Indian rescuers began drilling from above a debris-filled tunnel Thursday in a desperate bid to reach dozens of people missing since a flash flood likely caused by a breaking glacier four days earlier.
Workers have toiled night and day clearing rocks and mud from the tunnel at a damaged hydroelectric plant at Tapovan in Uttarakhand in northern India since Sunday’s disaster.
More than 170 people are missing elsewhere in the Himalayan state, slightly smaller than Switzerland, after the disaster.
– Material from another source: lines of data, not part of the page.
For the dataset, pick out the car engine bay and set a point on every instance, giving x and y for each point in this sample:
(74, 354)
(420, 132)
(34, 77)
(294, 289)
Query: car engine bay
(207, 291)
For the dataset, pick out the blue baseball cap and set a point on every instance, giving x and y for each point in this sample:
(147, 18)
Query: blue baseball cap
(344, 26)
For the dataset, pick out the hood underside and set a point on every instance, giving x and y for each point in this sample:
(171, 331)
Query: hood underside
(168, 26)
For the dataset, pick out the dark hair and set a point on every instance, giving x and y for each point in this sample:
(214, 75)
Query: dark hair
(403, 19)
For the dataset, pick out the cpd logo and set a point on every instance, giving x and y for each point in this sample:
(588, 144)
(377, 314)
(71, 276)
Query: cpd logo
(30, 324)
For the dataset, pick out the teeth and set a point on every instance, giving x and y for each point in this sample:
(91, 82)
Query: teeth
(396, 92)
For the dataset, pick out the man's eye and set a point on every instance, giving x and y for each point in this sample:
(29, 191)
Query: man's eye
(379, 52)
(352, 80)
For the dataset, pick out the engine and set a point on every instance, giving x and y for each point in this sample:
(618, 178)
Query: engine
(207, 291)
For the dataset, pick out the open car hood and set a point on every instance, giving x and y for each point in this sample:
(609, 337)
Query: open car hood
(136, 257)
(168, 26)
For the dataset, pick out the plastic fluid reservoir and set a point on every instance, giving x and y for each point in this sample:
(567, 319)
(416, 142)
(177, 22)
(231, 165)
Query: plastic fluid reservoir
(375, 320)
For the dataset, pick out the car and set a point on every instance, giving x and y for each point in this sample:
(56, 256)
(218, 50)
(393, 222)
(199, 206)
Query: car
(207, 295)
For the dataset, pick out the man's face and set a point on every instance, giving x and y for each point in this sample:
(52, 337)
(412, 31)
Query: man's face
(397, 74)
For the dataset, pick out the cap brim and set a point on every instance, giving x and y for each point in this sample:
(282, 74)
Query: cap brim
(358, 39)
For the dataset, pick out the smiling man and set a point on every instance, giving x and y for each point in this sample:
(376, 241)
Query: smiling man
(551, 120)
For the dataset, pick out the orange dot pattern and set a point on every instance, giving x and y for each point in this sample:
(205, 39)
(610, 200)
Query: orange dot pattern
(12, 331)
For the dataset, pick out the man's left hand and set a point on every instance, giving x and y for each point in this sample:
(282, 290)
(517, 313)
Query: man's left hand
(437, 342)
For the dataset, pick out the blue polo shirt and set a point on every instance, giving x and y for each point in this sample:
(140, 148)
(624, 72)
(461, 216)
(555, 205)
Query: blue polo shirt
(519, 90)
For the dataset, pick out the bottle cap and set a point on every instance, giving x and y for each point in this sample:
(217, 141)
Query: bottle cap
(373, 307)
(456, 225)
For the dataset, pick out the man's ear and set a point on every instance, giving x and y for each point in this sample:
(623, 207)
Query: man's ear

Because of the amount of debris, only 34 bodies have been recovered so far.
As hopes fade for the missing, the tunnel operation has made slow progress—clearly frustrating desperate relatives.
“This entire rescue operation is a joke,” said Sanjay Pant, whose 24-year-old electrical engineer brother Abhishek was believed to be in the tunnel.
“We are not living in the 18th century where just one bulldozer can be used to clear tonnes of slush,” he told AFP.
“Where is our technology, where are our machines?”
On Thursday rescuers turned to a new method, attempting to drill down into one of several side tunnels to reach the missing men, authorities said.
“This is connected to the main tunnel at a point beyond the slush and debris,” rescuer Vivek Pandy told the Times of India daily.
“We hope that the trapped workers are in an auxiliary tunnel which can be accessed.”
There have been no signs of life from the missing men—thought to number between 25 and 35—but rescuers and relatives hope they somehow they managed to stay alive.
The disaster saw a barrage of water and debris hurtle down a valley at terrifying speed and with frightening power, sweeping away bridges and roads, and hitting two hydroelectric plants.
The cause of the disaster is thought to have been a chunk of glacier breaking off.
Glaciers have been melting rapidly in the Himalayan region because of global warming.
The construction of dams, dredging of riverbeds for sand, and the clearing of forests for new roads — some to beef up defenses on the Chinese border, others for Hindu pilgrims — are also contributing factors.
It may take days for more bodies to be recovered from under the tonnes of debris and a thick soup of grey mud.
The body of one policeman washed 110 kilometres (70 miles) downstream to a ghat — a riverside cremation ground — near his ancestral village, the Indian Express reported.
“This is the very ghat where all our ancestors were cremated,” his elder brother Anil Chaudhary told the paper.
“It’s a coincidence, but it’s God’s grace that his body found its way to the ghat of our ancestors.”
Manoj Chaudhary, 42, a head constable, was cremated on Tuesday with full state honours.